Well, Barcelona has to face many challenges, but this is definitely one of them. Reducing car traffic, also introducing the superblocks, fostering active transportation (cycling and walking) and public transport that are healthier, more sustainable and create more liveable communities. As well as introducing green spaces, because we have very little green space in the city. 

With the COVID19 pandemic we are seeing how many people spend their weekends over the beach or in Collserola. Now we have the opportunity to think about the model of city we want. Not only in terms of green space areas, I am also thinking from an economic point of view. We have to decide if we want to support the local economy or online shopping. And on a bigger scale, we should think if we keep fostering tourism or if it is time to invest in a more sustainable economy based on science and technology

“The Covid-19 pandemic offers us an opportunity to choose what kind of city we want”
Mark J Nieuwenhuijsen (ISGlobal)

I see you’ve thought a lot about it. But do you think we have taken advantage of the pandemic to change anything?

Yes! I have thought a lot about it. I have even published a little book putting together some ideas about ‘COVID19 and the city’, and I think the answer is yes. Barcelona, as many other European cities, has tried to reduce car traffic in the streets and to increase active transportation, especially cycling, by introducing more bike lines. Barcelona is a great city, but 60% of the public space is used by cars. And car trips are only one out of four trips that people make. But for many years, Barcelona has decided to give space to the cars. We have streets like Gran Via or Aragó with five car lanes. These are essentially motorways inside the city! And they are extremely noisy! This is also something we have realized during the pandemic, that the noise does not need to be part of the city.  

Credit: Nick Wehrli de Pexels

It is clear that Barcelona is now trying to follow a more sustainable and healthy model. But what has happened in recent years? Has the city gone for or against sustainability?
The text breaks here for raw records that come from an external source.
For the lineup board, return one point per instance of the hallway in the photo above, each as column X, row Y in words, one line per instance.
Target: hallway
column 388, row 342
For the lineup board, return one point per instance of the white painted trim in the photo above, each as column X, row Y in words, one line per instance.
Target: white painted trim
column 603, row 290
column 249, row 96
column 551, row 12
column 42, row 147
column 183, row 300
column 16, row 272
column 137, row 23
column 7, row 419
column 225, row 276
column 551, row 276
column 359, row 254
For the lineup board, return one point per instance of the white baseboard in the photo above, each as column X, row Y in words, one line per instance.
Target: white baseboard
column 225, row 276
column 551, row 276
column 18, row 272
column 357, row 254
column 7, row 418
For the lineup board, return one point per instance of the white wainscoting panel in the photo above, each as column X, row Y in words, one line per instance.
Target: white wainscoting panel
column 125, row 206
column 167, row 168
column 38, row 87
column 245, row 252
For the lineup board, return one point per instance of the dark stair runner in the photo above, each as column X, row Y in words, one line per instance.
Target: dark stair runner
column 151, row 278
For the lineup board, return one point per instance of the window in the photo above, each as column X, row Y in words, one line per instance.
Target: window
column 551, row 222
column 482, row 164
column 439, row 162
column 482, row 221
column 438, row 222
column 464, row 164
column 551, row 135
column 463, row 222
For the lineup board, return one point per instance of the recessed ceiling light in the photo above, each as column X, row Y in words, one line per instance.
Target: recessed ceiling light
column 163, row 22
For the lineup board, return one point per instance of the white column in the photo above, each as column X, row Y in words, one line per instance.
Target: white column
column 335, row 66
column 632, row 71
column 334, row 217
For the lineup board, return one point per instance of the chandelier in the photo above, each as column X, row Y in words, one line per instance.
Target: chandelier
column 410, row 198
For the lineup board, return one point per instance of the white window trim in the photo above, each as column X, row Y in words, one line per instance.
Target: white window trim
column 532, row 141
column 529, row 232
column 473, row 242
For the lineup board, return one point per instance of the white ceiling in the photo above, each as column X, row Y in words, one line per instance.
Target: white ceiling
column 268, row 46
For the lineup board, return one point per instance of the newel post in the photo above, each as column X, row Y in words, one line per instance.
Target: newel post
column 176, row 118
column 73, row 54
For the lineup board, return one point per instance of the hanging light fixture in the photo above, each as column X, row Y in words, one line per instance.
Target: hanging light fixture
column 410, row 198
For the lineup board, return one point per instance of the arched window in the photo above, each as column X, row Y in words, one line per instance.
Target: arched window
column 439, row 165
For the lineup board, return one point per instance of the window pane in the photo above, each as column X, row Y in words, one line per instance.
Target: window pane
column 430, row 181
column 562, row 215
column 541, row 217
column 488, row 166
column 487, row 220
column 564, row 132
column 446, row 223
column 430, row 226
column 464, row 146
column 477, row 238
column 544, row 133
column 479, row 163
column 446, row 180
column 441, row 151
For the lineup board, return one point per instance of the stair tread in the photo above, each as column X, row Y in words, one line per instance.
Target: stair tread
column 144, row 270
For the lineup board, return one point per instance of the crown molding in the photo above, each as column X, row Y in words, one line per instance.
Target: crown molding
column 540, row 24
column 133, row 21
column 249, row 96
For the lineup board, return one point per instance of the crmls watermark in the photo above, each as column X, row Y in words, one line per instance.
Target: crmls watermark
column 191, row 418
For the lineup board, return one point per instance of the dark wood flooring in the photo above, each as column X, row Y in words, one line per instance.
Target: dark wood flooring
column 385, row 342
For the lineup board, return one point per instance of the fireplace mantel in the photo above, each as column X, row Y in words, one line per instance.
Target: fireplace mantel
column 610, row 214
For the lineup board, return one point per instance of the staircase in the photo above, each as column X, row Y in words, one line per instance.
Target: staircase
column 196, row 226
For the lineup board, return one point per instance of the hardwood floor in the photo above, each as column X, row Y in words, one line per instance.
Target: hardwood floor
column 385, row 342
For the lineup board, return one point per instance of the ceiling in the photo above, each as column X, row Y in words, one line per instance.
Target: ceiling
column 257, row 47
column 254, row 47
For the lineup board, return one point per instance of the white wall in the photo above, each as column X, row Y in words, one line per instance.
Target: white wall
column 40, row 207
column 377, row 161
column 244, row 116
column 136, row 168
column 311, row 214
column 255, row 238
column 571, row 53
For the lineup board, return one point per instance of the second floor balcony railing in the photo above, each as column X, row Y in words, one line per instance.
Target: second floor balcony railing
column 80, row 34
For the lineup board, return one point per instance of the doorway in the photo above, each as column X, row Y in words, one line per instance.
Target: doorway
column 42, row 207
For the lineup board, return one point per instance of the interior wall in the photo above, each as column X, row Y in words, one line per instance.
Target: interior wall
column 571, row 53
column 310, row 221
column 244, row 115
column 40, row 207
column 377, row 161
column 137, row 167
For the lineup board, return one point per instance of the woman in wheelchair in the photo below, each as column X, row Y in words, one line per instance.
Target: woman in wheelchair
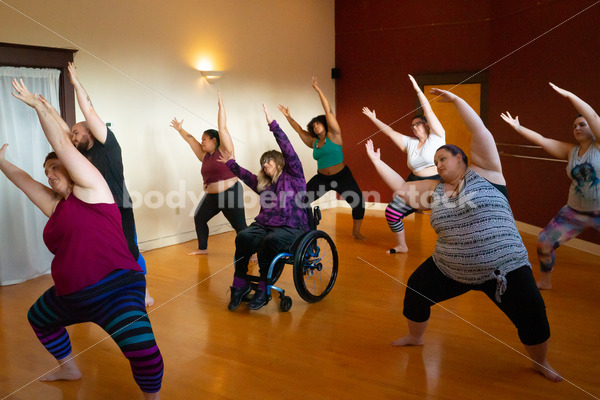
column 282, row 218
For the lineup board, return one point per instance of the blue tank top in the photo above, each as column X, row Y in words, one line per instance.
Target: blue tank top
column 328, row 155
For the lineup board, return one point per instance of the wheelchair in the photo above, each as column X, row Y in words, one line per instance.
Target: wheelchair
column 315, row 264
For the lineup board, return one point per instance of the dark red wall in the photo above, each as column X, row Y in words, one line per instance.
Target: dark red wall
column 378, row 43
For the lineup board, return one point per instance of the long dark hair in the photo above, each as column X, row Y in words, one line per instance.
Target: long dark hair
column 213, row 134
column 454, row 150
column 319, row 118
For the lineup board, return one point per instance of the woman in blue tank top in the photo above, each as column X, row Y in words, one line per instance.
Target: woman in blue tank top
column 324, row 136
column 583, row 207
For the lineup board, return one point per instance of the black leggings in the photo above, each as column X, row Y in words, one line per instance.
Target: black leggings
column 230, row 202
column 344, row 184
column 128, row 224
column 522, row 302
column 266, row 241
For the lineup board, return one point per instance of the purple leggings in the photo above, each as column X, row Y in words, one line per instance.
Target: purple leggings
column 566, row 225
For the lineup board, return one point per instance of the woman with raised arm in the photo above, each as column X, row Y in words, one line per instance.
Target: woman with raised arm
column 583, row 206
column 282, row 218
column 324, row 136
column 429, row 135
column 223, row 192
column 96, row 278
column 491, row 258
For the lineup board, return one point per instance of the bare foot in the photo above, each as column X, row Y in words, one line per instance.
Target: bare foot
column 358, row 236
column 66, row 371
column 149, row 299
column 548, row 372
column 408, row 340
column 197, row 252
column 398, row 249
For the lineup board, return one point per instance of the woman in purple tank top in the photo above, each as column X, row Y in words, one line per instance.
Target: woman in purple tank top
column 223, row 192
column 96, row 278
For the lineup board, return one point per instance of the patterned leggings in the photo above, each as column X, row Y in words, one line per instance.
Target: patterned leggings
column 566, row 225
column 397, row 209
column 116, row 304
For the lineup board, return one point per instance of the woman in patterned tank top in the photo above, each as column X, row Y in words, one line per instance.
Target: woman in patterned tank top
column 583, row 207
column 471, row 256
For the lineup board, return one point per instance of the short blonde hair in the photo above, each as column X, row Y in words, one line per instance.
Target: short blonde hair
column 265, row 180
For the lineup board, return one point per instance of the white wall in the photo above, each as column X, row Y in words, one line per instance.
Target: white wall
column 137, row 61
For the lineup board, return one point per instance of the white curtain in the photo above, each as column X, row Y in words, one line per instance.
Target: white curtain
column 23, row 254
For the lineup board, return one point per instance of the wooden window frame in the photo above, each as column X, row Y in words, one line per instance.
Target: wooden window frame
column 17, row 55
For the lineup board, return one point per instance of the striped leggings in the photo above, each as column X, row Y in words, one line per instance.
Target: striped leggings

I think it depends on what you look at. When the Eixample was designed by Idelfons Cerdà, it was supposed to be a very healthy neighbourhood. The idea was to have blocks withs shops and schools close together, with a lot of green space inside the blocks and then wide streets with fresh air. It was a great idea! But of course, the green space never got there and, in the 60s, the streets got filled up with cars. 

The building of the “rondas”, around 1992, made possible the arrival of more cars to the city, many of them coming from outside Barcelona, because it was easy to drive. It is true that car technology has improved and air pollution is going down, but this is not enough. We are still above the WHO guidelines

At this point, with superblocks and bike lines I think it is clear that the city is trying to do something, but there is so much to be done. We want to have superblocks in all the city! We have estimated that if we implemented 500 superblocks in Barcelona, we could reduce premature mortality and save up to 700 lives each year.
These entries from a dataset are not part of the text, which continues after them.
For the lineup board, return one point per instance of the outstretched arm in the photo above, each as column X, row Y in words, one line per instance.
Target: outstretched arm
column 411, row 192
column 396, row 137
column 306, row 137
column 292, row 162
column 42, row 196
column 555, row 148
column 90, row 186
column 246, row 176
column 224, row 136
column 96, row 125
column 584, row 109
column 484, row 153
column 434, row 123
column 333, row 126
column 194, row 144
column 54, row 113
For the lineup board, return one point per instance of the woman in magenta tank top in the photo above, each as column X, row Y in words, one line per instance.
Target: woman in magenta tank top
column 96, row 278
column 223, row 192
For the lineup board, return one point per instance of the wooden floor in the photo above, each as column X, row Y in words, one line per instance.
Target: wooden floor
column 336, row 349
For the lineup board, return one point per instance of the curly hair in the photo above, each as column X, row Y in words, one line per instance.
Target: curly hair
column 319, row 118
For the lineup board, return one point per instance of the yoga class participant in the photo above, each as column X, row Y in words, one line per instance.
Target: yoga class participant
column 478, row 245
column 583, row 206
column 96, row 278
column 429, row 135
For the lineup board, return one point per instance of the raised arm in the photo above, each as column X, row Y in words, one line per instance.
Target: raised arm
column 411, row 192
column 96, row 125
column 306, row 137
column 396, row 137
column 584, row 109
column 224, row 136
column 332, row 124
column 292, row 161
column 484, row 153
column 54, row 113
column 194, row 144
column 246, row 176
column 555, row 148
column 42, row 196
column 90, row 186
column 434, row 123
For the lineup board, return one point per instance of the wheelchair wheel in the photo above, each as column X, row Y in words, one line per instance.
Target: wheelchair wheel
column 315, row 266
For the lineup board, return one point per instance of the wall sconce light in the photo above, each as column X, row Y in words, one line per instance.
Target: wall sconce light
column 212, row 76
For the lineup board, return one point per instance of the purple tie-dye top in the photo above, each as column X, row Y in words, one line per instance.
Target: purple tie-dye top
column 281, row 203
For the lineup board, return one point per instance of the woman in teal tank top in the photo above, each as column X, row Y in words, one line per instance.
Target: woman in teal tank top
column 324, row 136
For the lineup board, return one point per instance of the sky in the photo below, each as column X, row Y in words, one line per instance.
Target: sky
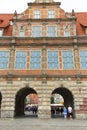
column 9, row 6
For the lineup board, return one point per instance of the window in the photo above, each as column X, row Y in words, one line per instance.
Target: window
column 20, row 60
column 67, row 60
column 41, row 1
column 0, row 32
column 35, row 60
column 67, row 33
column 4, row 59
column 36, row 31
column 51, row 14
column 47, row 1
column 21, row 33
column 52, row 59
column 36, row 14
column 83, row 59
column 51, row 31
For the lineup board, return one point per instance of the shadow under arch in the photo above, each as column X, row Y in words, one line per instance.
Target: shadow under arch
column 0, row 102
column 67, row 96
column 19, row 100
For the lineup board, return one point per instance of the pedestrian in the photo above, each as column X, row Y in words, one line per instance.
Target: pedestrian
column 65, row 112
column 70, row 112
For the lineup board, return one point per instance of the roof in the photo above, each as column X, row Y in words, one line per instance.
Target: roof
column 5, row 23
column 5, row 20
column 81, row 22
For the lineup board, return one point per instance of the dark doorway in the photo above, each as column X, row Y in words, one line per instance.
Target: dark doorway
column 20, row 103
column 0, row 102
column 67, row 101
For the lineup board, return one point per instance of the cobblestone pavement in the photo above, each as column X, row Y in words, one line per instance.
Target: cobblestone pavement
column 42, row 124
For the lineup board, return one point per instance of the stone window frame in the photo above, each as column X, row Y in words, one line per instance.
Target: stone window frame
column 68, row 68
column 40, row 60
column 23, row 60
column 67, row 30
column 51, row 14
column 52, row 30
column 36, row 14
column 83, row 59
column 52, row 50
column 21, row 31
column 1, row 32
column 2, row 61
column 37, row 31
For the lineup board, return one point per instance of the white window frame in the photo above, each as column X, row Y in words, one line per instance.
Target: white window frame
column 50, row 14
column 40, row 60
column 36, row 14
column 72, row 59
column 51, row 32
column 58, row 60
column 15, row 60
column 1, row 32
column 38, row 29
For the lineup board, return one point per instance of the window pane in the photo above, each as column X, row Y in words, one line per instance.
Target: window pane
column 36, row 31
column 35, row 60
column 4, row 59
column 20, row 62
column 0, row 32
column 52, row 59
column 83, row 59
column 51, row 31
column 37, row 14
column 51, row 14
column 21, row 33
column 67, row 60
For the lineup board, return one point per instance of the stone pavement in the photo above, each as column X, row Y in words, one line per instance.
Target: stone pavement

In order to explain this superblock project in a more enjoyable way, we have prepared a comic that mixes stories from ISGlobal scientists with fictional characters. All of them talk about real circumstances that happen in Barcelona and we give an answer based on scientific evidence.

Barcelona is a great city, but 60% of the public space is used by cars; we need more superblocks.
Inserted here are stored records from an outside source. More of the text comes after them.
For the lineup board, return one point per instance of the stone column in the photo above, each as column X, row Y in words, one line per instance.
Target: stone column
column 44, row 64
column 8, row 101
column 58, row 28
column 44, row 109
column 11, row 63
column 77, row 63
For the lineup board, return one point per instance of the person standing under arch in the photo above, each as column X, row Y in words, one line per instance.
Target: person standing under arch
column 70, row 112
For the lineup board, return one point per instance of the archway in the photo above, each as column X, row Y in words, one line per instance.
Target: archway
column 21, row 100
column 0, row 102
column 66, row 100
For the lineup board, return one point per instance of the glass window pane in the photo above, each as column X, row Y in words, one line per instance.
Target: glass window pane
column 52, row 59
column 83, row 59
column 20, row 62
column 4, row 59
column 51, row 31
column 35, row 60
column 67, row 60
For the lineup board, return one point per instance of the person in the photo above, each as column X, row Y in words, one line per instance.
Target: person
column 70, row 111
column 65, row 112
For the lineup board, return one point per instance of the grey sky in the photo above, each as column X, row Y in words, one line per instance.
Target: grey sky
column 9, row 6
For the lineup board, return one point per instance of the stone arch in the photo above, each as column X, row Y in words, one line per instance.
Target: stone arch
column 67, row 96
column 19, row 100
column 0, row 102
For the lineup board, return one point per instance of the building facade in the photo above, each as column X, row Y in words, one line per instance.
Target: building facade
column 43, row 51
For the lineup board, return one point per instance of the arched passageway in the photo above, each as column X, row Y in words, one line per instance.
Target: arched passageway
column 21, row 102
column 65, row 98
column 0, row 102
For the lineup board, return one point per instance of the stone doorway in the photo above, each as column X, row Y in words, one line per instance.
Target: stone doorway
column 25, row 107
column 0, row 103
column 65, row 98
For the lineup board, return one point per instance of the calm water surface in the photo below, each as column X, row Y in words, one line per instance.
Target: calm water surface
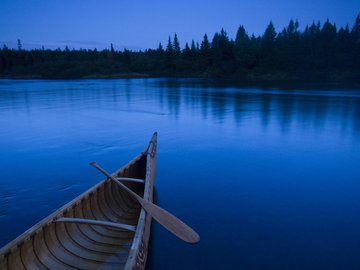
column 269, row 178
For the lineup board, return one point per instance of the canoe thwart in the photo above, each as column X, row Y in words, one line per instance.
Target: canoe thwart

So if we have the solution, what are we waiting for?

It is always difficult to make changes because there are always objections and a lot of resistance. In general, we humans don’t like changes. Besides, in many City Councils you have all the departments separated and it is difficult to implement this kind of initiatives where urbanism, health, mobility, etc are involved. And on top of this, all these remodelling processes are extremely expensive. The budget to produce the superblocks of the Eixample is about 38 million euros. So we need some time to transform the city.